Dr. Frank flashed the star-bright grin. “To turn over a new leaf, champ.”
Jerrell
cruised into Lucky Drugs to snag Ruth’s Vernors. When he eased into the passenger seat, Mr. Salisbury’s skinny, leather-clad arms were already positioned at nine and three. The engine was humming, the rattle behind the glove box a soft, idle knock. The kids had tossed their empty cups and straws on the back seat’s floor mats.
“Don’t appreciate the litter in my car.” The words, thick and sour, gelled in Jerrell’s throat. His cut was seeping again. He pulled a Kleenex from the soft pack he’d stashed in the door’s slot.
“Sorry, Mr. Jerrell,” the student drivers said in unison. Friends now, were they? A few moments alone was all it took for the flirtation to begin. What had passed between them over Lucky Drug sodas and Jerrell’s long absence? They knew they should have returned to the Gold Star facility by now. What wonders did they share about him?
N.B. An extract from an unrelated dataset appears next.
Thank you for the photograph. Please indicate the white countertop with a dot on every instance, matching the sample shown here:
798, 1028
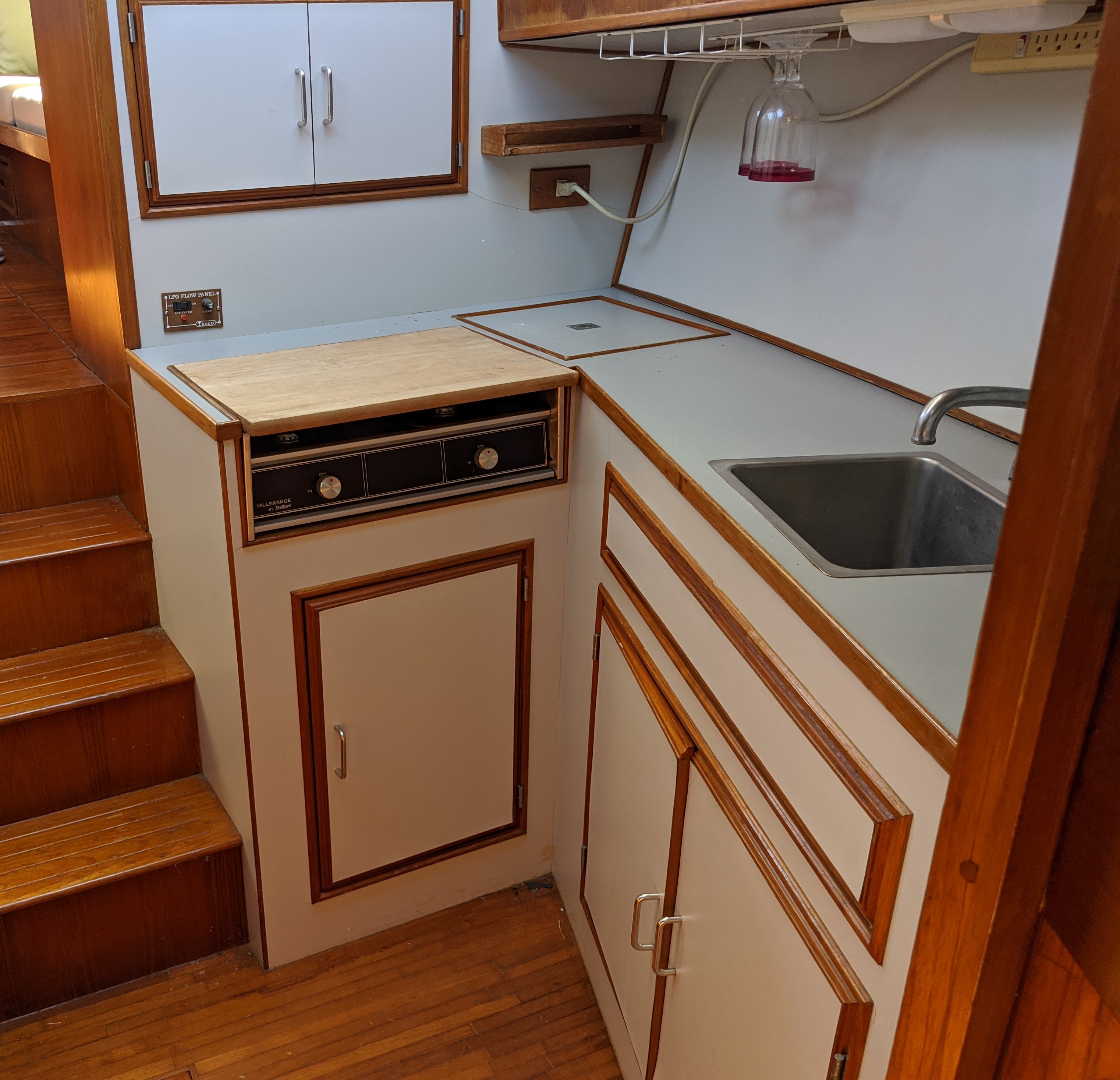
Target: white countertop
737, 397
Jerrell resisted the urge to glance back at Tammy, hands thrust in her lap, lovely green eyes alert to conditions. Such a glance would be searching in a way altogether inappropriate to an instructional situation.
“Pull out when it’s safe to proceed.” Jerrell’s throat felt bruised, sore, and swollen as if he’d vomited. Something about that garroted sensation made Tammy’s presence unbearably arousing. All the more vexing since Jerrell’s moral outlook did not allow for even the hint of hunger for the young. Jerrell unscrewed the Vernors’s cap, tossed it into the cup holder. Took a big swig. Ginger flooded his mouth, a wretched chaser for the bitter latex. He hated Vernors. “Take a left up there at the Tastee Freez.”
“You mean the Subway, Mr. Jerrell?” Mr. Salisbury eyed the soda as if he hadn’t already chugged his own liter of pop.
“Well, it used to be the Tastee Freez.” Jerrell should know. Tastee Freez was what he got as a kid instead of Dairy Queen Brazier because the Tastee Freez cones were a nickel cheaper. Only that one time Ruth had treated him to a Dairy Queen, the summer he was learning to drive, his first step toward leaving this crappy town and never ever returning. In the air-conditioned Brazier he’d ordered a soft serve in a cup. The twisty flavor, chocolate and vanilla ribbons joined like a snake-charmer’s serpents. Nothing like the gritty Tastee Freez plain vanilla, ordered and eaten standing in the high hot sun at the cheap plywood stand, as if the Tastee Freez had been built from day one to be temporary. His jaw was wired after Ruth had fractured the mandible with one of her punches she referred to as exactly what he had coming for breaking her damn swans. For that entire summer, he couldn’t eat a single cone.